Re: Performance problem with 50,000,000 rows

From
Mark kirkwood
Date:
Previously :
>
>Table sizes .....
>
>bk_inv  : 46,790,877
>bk_title:  2,311,710
>
>Query :
>
>select   i.isbn,
>         t.vendor,
>         i.store,
>         i.qty
>from     bk_inv i,
>         bk_title t
>where    i.isbn = t.isbn
>and      t.vendor = '01672708' ;
>

It might be worth putting and index on bk_title.vendor, then the scan of this
table will quickly find the appropriate rows( assuming vendor is
selective)... then the join to bk_inv can use the bk_inv.isbn index as
before, but hopefully with a smaller dataset....(so hopefully it might be
able to use a nested loop from bk_title -> bk_inv instead of a huge merge
join)

It also might be worth playing with sort_mem and shared_buffers (if you have
not done so already) - since you have a reasonable amount of memory.

good luck

Mark



Re: Performance problem with 50,000,000 rows

From
David Link
Date:
Solution to the problem:

  I had run vaccum on the two tables in question (which happen to be the
only two tables user defined in the database)
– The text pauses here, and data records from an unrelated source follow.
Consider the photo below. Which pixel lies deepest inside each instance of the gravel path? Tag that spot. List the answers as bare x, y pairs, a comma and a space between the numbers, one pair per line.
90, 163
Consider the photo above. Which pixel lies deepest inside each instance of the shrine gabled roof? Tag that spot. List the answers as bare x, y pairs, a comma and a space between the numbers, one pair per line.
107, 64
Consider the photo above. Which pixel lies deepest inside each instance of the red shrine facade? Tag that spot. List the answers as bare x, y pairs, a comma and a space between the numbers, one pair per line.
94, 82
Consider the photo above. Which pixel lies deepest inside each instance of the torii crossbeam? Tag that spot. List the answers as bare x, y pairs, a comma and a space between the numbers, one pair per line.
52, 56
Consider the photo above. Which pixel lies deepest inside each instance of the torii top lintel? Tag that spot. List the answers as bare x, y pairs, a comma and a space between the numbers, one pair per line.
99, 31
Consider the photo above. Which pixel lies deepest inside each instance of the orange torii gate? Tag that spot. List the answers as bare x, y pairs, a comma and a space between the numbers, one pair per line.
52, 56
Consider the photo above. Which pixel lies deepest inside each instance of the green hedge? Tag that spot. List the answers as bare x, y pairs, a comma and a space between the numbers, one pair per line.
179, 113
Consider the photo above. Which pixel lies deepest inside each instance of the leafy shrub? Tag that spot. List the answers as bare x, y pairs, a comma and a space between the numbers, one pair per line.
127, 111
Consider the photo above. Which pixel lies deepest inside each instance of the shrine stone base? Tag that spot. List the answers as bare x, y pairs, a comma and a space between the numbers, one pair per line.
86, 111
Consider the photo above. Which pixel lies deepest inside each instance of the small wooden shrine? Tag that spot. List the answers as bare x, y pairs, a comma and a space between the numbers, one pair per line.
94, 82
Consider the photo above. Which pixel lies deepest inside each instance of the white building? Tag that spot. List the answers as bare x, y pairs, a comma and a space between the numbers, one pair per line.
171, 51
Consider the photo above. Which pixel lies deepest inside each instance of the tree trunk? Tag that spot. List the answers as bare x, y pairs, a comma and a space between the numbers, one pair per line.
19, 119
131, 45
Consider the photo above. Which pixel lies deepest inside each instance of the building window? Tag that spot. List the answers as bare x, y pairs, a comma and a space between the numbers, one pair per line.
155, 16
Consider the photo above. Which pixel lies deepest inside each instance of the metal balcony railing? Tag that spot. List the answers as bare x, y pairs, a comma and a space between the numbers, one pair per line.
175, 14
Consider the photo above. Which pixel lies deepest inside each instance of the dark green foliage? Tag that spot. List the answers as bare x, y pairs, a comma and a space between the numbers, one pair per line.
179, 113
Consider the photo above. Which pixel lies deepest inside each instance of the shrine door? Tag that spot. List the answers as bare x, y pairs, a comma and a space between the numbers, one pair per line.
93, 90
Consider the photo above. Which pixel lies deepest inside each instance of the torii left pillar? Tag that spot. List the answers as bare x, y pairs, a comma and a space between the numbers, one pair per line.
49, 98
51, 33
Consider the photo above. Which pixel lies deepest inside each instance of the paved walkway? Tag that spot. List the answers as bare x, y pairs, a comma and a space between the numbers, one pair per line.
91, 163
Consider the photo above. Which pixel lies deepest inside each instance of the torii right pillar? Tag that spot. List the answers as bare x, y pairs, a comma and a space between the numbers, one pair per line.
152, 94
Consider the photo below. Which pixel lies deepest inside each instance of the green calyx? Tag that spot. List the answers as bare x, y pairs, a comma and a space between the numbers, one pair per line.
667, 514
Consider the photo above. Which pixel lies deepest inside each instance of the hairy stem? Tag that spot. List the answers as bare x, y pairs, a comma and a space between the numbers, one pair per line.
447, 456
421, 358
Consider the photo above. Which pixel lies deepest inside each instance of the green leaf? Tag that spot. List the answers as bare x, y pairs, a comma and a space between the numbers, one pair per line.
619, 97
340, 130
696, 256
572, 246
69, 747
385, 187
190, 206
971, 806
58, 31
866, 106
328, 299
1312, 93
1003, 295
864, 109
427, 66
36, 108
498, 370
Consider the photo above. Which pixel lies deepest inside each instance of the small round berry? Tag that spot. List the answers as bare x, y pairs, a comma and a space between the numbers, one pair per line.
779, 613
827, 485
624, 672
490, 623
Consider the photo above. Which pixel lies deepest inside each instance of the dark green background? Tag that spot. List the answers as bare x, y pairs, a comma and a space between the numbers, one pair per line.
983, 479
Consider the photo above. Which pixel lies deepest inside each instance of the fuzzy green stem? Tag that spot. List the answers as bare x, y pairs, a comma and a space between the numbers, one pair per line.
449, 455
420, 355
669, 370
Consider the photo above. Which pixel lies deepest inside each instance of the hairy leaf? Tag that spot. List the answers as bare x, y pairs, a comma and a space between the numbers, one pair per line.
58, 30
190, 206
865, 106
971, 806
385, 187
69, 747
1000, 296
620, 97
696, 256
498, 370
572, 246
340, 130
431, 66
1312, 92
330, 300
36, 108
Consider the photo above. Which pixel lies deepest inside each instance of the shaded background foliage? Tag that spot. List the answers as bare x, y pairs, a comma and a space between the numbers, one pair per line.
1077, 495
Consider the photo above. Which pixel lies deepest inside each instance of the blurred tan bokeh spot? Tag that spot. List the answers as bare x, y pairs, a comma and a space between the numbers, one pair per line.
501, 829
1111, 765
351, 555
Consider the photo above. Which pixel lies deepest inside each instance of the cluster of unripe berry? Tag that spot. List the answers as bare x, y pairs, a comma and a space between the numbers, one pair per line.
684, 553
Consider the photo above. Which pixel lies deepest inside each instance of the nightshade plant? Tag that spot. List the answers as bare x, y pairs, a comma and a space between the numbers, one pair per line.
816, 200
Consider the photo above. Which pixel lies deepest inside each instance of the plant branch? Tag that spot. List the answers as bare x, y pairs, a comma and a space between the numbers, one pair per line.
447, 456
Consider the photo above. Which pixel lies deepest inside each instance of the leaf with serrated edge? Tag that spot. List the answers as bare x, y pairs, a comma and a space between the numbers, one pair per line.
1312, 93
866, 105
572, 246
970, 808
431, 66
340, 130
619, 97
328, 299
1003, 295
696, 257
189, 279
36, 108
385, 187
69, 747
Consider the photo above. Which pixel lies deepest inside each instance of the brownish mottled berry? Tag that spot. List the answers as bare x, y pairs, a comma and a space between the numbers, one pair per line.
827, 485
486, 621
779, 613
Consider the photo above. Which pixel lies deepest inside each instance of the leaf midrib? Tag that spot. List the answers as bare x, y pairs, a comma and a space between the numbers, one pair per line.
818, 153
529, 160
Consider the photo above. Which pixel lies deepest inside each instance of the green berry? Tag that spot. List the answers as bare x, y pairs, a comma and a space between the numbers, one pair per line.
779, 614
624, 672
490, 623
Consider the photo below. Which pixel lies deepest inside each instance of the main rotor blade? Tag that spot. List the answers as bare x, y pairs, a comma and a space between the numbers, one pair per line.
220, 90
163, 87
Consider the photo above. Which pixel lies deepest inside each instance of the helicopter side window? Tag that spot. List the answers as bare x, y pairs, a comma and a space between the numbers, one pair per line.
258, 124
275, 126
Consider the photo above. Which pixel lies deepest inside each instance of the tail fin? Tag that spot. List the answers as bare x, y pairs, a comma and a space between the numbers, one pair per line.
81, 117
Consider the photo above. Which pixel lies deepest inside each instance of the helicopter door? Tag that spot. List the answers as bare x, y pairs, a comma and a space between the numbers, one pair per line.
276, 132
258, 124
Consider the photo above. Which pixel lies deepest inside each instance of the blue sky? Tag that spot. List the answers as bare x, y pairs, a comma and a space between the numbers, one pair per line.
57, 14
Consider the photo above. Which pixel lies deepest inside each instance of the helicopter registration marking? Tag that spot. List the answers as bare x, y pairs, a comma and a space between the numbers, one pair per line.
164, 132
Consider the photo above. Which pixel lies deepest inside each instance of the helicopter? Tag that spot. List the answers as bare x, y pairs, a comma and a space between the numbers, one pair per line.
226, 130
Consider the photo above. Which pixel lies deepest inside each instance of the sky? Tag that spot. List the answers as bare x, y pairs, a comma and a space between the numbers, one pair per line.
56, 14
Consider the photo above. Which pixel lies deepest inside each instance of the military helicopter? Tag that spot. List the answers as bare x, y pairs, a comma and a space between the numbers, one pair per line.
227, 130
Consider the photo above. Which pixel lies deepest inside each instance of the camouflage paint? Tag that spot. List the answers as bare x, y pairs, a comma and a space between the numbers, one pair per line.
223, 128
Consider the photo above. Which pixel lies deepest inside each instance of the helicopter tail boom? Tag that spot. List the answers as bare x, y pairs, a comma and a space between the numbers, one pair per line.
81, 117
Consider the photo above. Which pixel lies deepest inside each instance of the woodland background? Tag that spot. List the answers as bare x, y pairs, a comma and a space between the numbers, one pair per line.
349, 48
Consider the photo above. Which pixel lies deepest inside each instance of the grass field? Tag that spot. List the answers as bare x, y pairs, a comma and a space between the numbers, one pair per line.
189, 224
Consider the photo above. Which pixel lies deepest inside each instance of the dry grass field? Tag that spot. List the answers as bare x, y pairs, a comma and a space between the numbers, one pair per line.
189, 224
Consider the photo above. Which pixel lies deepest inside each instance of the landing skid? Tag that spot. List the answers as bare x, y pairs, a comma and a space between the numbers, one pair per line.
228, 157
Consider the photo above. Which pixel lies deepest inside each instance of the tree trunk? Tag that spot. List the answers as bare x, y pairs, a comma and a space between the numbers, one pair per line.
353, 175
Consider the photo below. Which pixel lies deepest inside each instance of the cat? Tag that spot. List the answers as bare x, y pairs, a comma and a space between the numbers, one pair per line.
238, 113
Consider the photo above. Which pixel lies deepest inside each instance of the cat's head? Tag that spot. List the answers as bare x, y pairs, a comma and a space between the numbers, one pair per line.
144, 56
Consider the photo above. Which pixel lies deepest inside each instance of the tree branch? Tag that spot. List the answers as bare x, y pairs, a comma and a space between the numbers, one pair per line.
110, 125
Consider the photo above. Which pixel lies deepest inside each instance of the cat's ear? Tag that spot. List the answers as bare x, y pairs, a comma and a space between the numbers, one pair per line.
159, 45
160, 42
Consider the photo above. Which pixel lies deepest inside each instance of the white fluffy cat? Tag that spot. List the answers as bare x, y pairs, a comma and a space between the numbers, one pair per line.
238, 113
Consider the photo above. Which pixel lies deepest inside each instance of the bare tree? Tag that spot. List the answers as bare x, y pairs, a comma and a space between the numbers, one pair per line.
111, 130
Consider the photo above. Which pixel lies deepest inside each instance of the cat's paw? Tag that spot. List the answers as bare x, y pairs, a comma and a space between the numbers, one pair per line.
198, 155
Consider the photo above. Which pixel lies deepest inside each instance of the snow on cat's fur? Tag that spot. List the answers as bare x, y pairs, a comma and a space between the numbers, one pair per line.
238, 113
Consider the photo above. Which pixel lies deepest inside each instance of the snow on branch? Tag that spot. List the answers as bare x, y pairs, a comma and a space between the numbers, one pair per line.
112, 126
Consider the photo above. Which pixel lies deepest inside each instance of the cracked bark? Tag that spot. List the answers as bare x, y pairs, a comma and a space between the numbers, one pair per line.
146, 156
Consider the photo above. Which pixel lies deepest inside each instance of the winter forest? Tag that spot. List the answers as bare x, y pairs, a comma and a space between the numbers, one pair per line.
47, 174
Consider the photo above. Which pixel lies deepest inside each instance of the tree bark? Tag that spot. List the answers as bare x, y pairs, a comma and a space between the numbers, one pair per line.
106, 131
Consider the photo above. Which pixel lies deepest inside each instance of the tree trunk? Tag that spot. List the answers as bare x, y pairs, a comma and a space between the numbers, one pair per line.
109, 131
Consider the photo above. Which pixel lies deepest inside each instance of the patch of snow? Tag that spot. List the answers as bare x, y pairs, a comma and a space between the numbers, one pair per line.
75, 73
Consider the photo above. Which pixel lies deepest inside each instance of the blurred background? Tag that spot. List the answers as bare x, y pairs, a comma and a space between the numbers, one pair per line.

  # vacuum analyze bk_inv;
  # vacuum analyze bk_title;

When I ran vacuum for all tables (including the system tables I suppose)

  # vacuum analyze;

I got the response time I exected. (Why this is perhaps someone can
explain).
Thanks for the feedbacks.
Regards, David

David Link wrote:
>
> I'm new to PG but this just seems wrong.  Can someone take a look:
>
>   .-----------.     .-----------.
>   | bk_inv    |     | bk_title  |
>   |-----------|     |-----------|
>   | isbn      |<--->| isbn      |
>   | store     |     | vendor    |
>   | qty       |     |           |
>   | week      |     `-----------'
>   |           |      2,000,000 recs
>   `-----------'
>    50,000,000 recs
>
>   Actual record numbers:
>     bk_inv  : 46,790,877
>     bk_title:  2,311,710
>
> VENDOR REPORT
>
>   A list of Inventory items, for any one given vendor (e.q. 01672708)
>
> select   i.isbn,
>          t.vendor,
>          i.store,
>          i.qty
> from     bk_inv i,
>          bk_title t
> where    i.isbn = t.isbn
> and      t.vendor = '01672708' ;
>
> This query should be instantaneous.  Granted that's 50 million rows, but
> I have created an index on the isbn column for both tables.
> After about 25 minutes (on 4 processor Del 6300 with 1GB Memory) it
> spits out:
>
> ERROR:  Write to hashjoin temp file failed
>
> tiger=# explain select * from bk_inv i, bk_title t where i.isbn = t.isbn
> and t.vendor  ='50000029';
> NOTICE:  QUERY PLAN:
>
> Merge Join  (cost=0.00..11229637.06 rows=2172466 width=72)
>   ->  Index Scan using bk_title_isbn_idx on bk_title t
> (cost=0.00..390788.08 rows=107331 width=24)
>   ->  Index Scan using bk_inv_isbn_idx on bk_inv i
> (cost=0.00..10252621.38 rows=46790877 width=48)
>
> BIG COST!
>
> These explain queries show the existance of the indexes and give small
> costs:
>
> tiger=# explain select * from bk_title where isbn = '50000029';
> NOTICE:  QUERY PLAN:
>
> Index Scan using bk_title_isbn_idx on bk_title  (cost=0.00..4.90 rows=1
> width=24)
>
> tiger=# explain select * from bk_inv where isbn = '0897474228';
> NOTICE:  QUERY PLAN:
>
> Index Scan using bk_inv_isbn_idx on bk_inv  (cost=0.00..225.53 rows=55
> width=48)
>
> Note.  Same tables, same query returns instantaneously with Oracle 8.1.
> What I am hoping to show is that Postgres can do our job too.
>
> Any help on this much obliged.  (Yes I ran vacuum analyze).
>
> David Link
> White Plains, NY

Re: Performance problem with 50,000,000 rows

From
tony
Date:
On Thu, 2001-10-11 at 00:03, Feite Brekeveld wrote:

> Just, reading it and I always enter these kind of queries like:
>
> select   i.isbn,
>          t.vendor,
>          i.store,
>          i.qty
> from     bk_inv i,
>          bk_title t
> where
>        t.vendor = '01672708' and
>        i.isbn = t.isbn;
>
> Don't know if it makes a difference but I can imagine that it could because
> the t.vendor = '...' limits the possibilities in the first stage.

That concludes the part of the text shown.